Shavit here follows in the footsteps of the leading Israeli historian of the Palestinian refugees, Benny Morris, whom he interviewed in Haaretz in January 2004. After discussing the expulsion of thousands of Arabs undertaken by Israeli troops, Morris famously declared in the interview that, “you can’t make an omelet without breaking eggs.”
Shavit fully adopts Morris’ view that the ends justify the means. From the Israeli Jewish perspective, this is understandable. 1948 was a war of survival for the Zionist movement. But that perspective will carry little weight with expelled Palestinians, for whom 1948 was a war of survival that they lost. Why should that matter? Well, Shavit himself lamented at various points in his UCLA appearance that neither side in the Israel-Palestine conflict ever deigns to see or understand the other.

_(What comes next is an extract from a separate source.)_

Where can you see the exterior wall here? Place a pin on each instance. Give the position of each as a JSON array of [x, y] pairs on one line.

Shavit, for his part, doesn’t take us very far. He proposes the following logic: we came, we expelled, and we acknowledge it. Now “get over it,” he tells the Palestinian side, quite literally. In his view, acknowledgment of the Lydda expulsion is itself an act of great virtue. It need not substitute for an apology for Lydda—nor less for an agreement to participate in financial compensation consistent with United Nations General Assembly Resolution 194 (dealing with the Palestinian refugees). This is where the amorality enters. Shavit remains within his own self-contained and self-congratulatory world. He remains opaque to the experience of the Other—the victims and losers of 1948--whom he otherwise enjoins us to see. How does this advance the ball? Should we not expect him to push us beyond our—and his own--comfort zone?
Let it be clear that issuing an apology for the physical dispossession of Arabs in 1948 is not equivalent to accepting the Palestinian right to return. It is to acknowledge that the Nakba, the “catastrophe” of Palestinian displacement, is a deep and searing wound in the Palestinian psyche. Unless and until Israel recognizes it (and then, together with other responsible parties, puts real effort and money into a refugee settlement plan), there is little chance of healing the wound and thereby lending to the Palestinians a measure of dignity that would allow them to overcome their own profound inhibitions and insecurities. To be sure, there is no guarantee that an expression of contrition will prompt Palestinians to turn around and accept Israel’s existence, or, even less, its desire to be defined as a Jewish state (as Shavit insists on). But it is the right thing to do. And without such contrition, the wound of Palestinian dispossession will continue to fester, preventing serious movement toward reconciliation and increasing the chances of ongoing conflict. Someone has to take the first step toward understanding the Other. Why not Israel, the far more powerful and stable party to the conflict?
Ari Shavit, with all his powers of observation and political savoir-faire, should be able to see this. He could have done what authors of great literature often do—propel us toward an understanding of a world unfamiliar to us. But he doesn’t. The result is a book that succeeds at many levels of description, but ultimately fails to transcend the paradoxical insecurity of the triumphant Israeli.
David N. Myers teaches Jewish history at UCLA and is the author of “Between Jew and Arab: The Lost Voice of Simon Rawidowicz.”